After some jokes about the weather and the weatherman, John Fuller, 57, turned serious and said the approach of fall causes him to worry about the children who are heading back to classes. He doesn’t think the schools are doing a good enough job. “We lost two generations already,” he said. “When you got ten-year-old kids out here robbing ladies something’s wrong.”

— Pete Vernon


Adam Brown (Susmita Baral/The Ink)
Adam Brown (Susmita Baral/The Ink)

Cold Vegetables

Northeast Kingdom is a farm-to-table restaurant in Bushwick that has an adjacent pop-up fresh produce stand where you’ll find Adam Brown.

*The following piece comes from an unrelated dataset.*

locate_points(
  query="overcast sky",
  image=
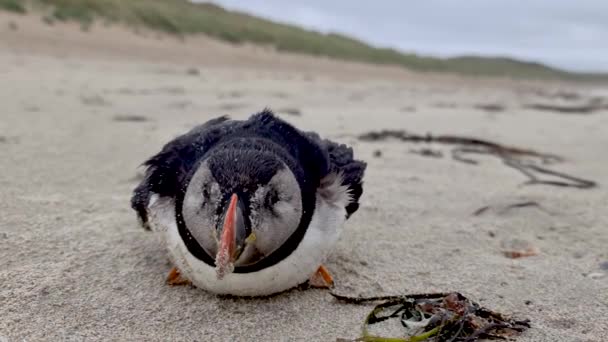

With the seasons set to change, the pending cold weather poses a threat to business. Brown plans to stick it out, but “I’m worried that in the fall there will be rain or snow and it will be tougher to sell vegetables.” 

— Susmita Baral


Health 

In Red Hook, Jean Bleasdell, who is in her seventies, worries about “getting better.” She says she has been sick “for two or three weeks now.”

— Saher Khan


Te'Devan Kurzweil (Susmita Baral/The Ink)
Te’Devan Kurzweil (Susmita Baral/The Ink)

No Worries

While most of the world has its worries, Te’DeVan Kurzweil of Bushwick steers clear of all that. A self-proclaimed “nomad for hire,” you can see him roaming the streets, holding a sign offering to rap for money. “I try not to worry—it does not benefit me,” he says. “Like, nobody ever says, ‘You know what? I have this issue and I worried about it and shit got a lot better.’ So, ultimately, I try not to have worries.”

— Susmita Baral


Olbita Baptista (Charlie Northcott/The Ink)
Olbita Baptista (Charlie Northcott/The Ink)

His Favorite Spot

Olbita Baptista, 79, who lives on Harden Street, likes to sit on a chair in the street in front of the well-tended local community garden there. His concern? “In the winter I cannot sit outside,” he said, in Spanish. “Today it is beautiful.”